Hi Eric!
I love the idea. However, I have to say that I agree with you that even with 100% watermelon juice I fear it won't taste as watermelony as you would like. This reminds me of the time Jerry wanted to date the roommate of the woman he was dating. He and George agreed it was an impossible maneuver but eventually came up with a foolproof plan ( the threesome).
So this is my brainstorming.
1. No extracts etc.: smells like perfume.
2.: How about reducing the juice by boiling down. Maybe 5/1.
3. Does the rind have any oils? You could put it all through a macerating juicer and add to tertiary.
4. You could dehydrate slices of watermelon and dry watermelon in secondary.
5. For acid, instead of just lemons add some raspberry or macerated cranberries. This will be a complementary flavor but also turn it more pink. I find with subtle fruit flavors that being the "right" color tricks the mind a bit.
6. What's the watermelon hops? El Dorado?
7. Serve with a slice of watermelon over watermelon ice cubes.
Good thoughts. I had considered the reduction, but I'm always afraid that you'll get "cooked" flavors that just aren't the same as fresh fruit. If the rind has oils, it doesn't remind me of the fresh fruit character I'm looking for. The rind always seems to have a "green" note that doesn't interest me. Same with dry hopping - I've tried it in cider and I'm not a huge fan because of the other hop flavors and bitterness that carry over.
As far as the berries go, that sounds like a good idea, but I think they would take over the melon too quickly. I like lemon here because it can give a citric tang without too much flavor impact. The dry-meloning sounds like a great idea if I can find the opportunity to dry out some melon slices.

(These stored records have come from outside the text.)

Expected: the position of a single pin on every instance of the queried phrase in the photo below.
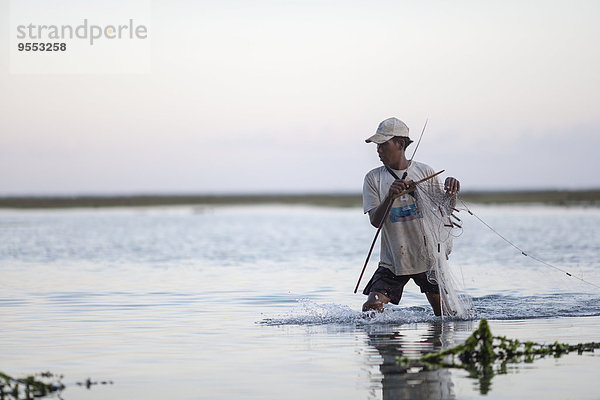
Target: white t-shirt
(403, 238)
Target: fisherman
(403, 241)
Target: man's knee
(375, 301)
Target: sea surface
(256, 302)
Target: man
(403, 242)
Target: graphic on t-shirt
(404, 213)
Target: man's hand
(399, 186)
(452, 186)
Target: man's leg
(375, 301)
(434, 300)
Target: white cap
(388, 129)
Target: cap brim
(378, 138)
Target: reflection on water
(398, 381)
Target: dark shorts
(387, 283)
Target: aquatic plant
(36, 386)
(483, 355)
(30, 387)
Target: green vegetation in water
(483, 355)
(30, 387)
(37, 386)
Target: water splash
(493, 307)
(307, 312)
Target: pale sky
(278, 96)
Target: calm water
(256, 302)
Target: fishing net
(439, 226)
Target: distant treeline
(554, 197)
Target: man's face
(390, 152)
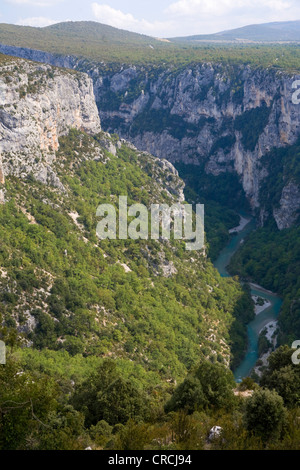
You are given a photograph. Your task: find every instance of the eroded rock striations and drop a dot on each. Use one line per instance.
(38, 104)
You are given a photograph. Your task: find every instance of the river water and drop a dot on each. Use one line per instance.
(262, 319)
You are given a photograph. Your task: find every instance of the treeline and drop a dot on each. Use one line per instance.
(45, 410)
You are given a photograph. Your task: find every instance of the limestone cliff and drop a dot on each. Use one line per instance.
(38, 104)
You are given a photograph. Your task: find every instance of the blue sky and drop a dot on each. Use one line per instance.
(160, 18)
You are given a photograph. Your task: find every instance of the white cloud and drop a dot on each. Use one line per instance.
(36, 21)
(108, 15)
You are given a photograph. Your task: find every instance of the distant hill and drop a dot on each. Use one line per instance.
(284, 31)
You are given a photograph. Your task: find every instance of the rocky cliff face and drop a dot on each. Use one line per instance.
(38, 104)
(224, 116)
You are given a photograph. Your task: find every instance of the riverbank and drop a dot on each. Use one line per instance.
(241, 226)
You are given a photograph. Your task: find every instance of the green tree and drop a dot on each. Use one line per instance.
(265, 414)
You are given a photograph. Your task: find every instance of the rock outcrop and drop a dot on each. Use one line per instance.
(225, 116)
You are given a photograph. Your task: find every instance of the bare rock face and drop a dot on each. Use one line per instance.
(228, 116)
(38, 104)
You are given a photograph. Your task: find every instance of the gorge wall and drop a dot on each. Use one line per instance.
(38, 104)
(225, 117)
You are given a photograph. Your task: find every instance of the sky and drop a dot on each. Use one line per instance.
(158, 18)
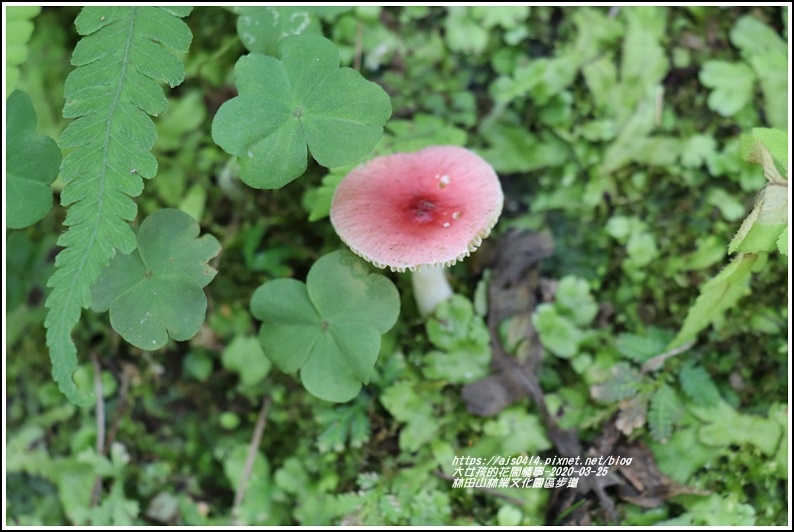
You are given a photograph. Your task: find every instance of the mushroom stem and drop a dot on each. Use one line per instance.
(430, 288)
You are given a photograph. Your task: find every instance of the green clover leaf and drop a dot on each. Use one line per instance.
(731, 84)
(303, 99)
(329, 328)
(157, 291)
(32, 164)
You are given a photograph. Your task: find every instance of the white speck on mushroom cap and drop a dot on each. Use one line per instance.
(433, 206)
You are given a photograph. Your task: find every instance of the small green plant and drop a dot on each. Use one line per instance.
(235, 367)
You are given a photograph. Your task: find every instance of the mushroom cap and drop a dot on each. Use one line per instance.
(433, 206)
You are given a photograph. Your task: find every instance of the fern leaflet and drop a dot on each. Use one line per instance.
(125, 51)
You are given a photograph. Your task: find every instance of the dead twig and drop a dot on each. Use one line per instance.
(256, 439)
(656, 362)
(121, 406)
(99, 392)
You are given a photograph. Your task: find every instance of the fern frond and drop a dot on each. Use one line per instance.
(123, 55)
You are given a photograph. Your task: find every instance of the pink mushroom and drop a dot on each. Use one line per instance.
(418, 211)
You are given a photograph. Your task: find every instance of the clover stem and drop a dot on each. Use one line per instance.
(430, 288)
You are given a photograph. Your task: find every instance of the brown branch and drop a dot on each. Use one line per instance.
(256, 439)
(656, 362)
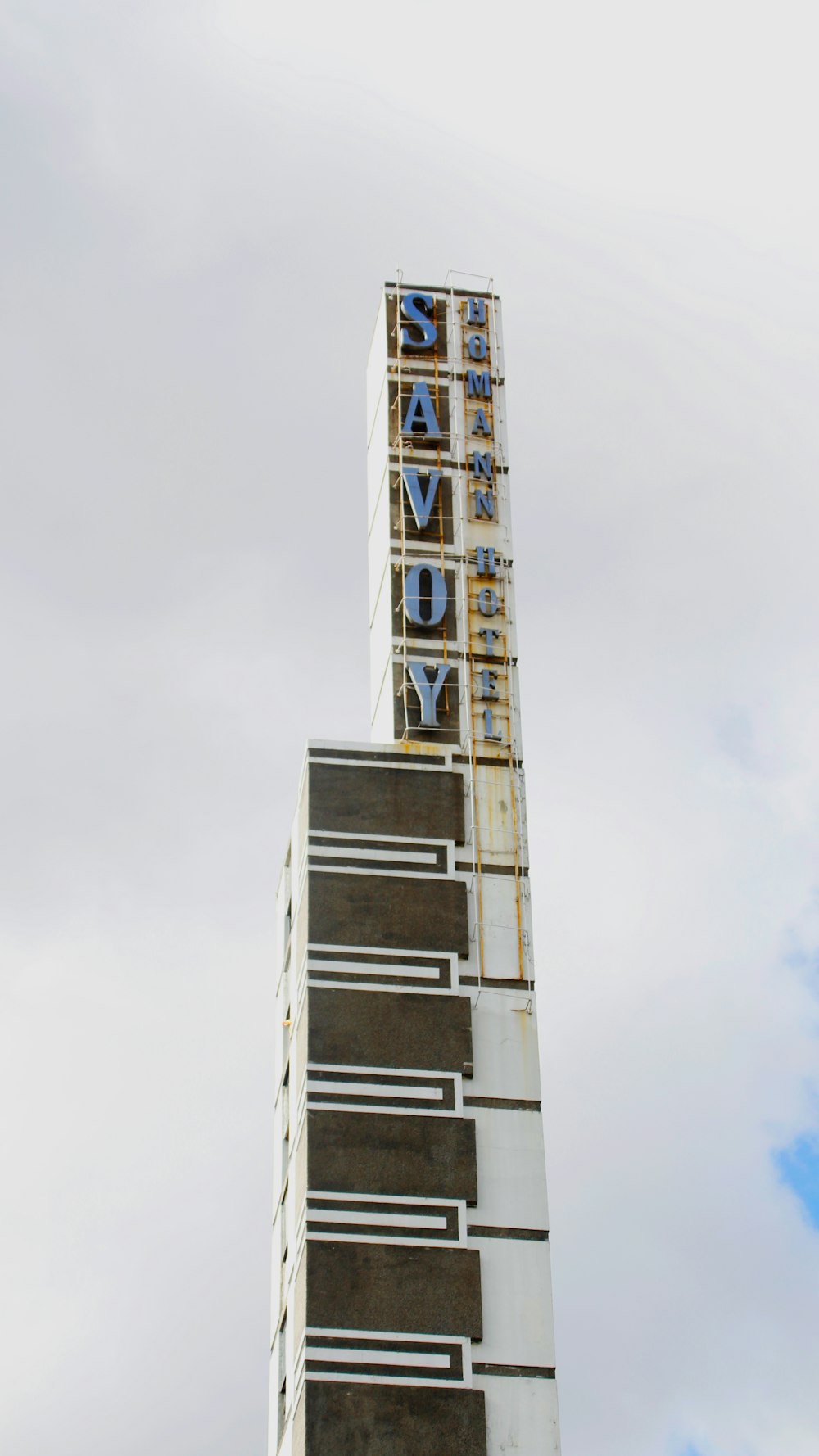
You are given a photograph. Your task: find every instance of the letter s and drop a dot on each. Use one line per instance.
(410, 309)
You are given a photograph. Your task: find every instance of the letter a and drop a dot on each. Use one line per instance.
(422, 404)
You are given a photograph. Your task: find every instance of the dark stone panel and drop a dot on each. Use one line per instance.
(357, 800)
(396, 1287)
(370, 1029)
(373, 756)
(401, 1156)
(394, 1420)
(389, 911)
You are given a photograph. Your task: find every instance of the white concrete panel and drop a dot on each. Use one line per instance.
(376, 364)
(512, 1173)
(505, 1042)
(521, 1416)
(516, 1291)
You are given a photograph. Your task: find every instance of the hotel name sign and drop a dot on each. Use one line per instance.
(449, 490)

The real winner sounds like melon cubes. It kind of fits the sangria vibe I'd hope to get out of this. I'm also thinking of backsweetening with more melon juice, since I'm sure this would end up bone dry. This is sort of how I make sweet ciders - target a higher ABV than where you want to finish, then backsweeten by diluting with fresh juice.
I really wish I could sample the brix on melons in the market. I've heard that they can range from 10-15 brix. Obviously, the super-ripe ones would be way better for this application.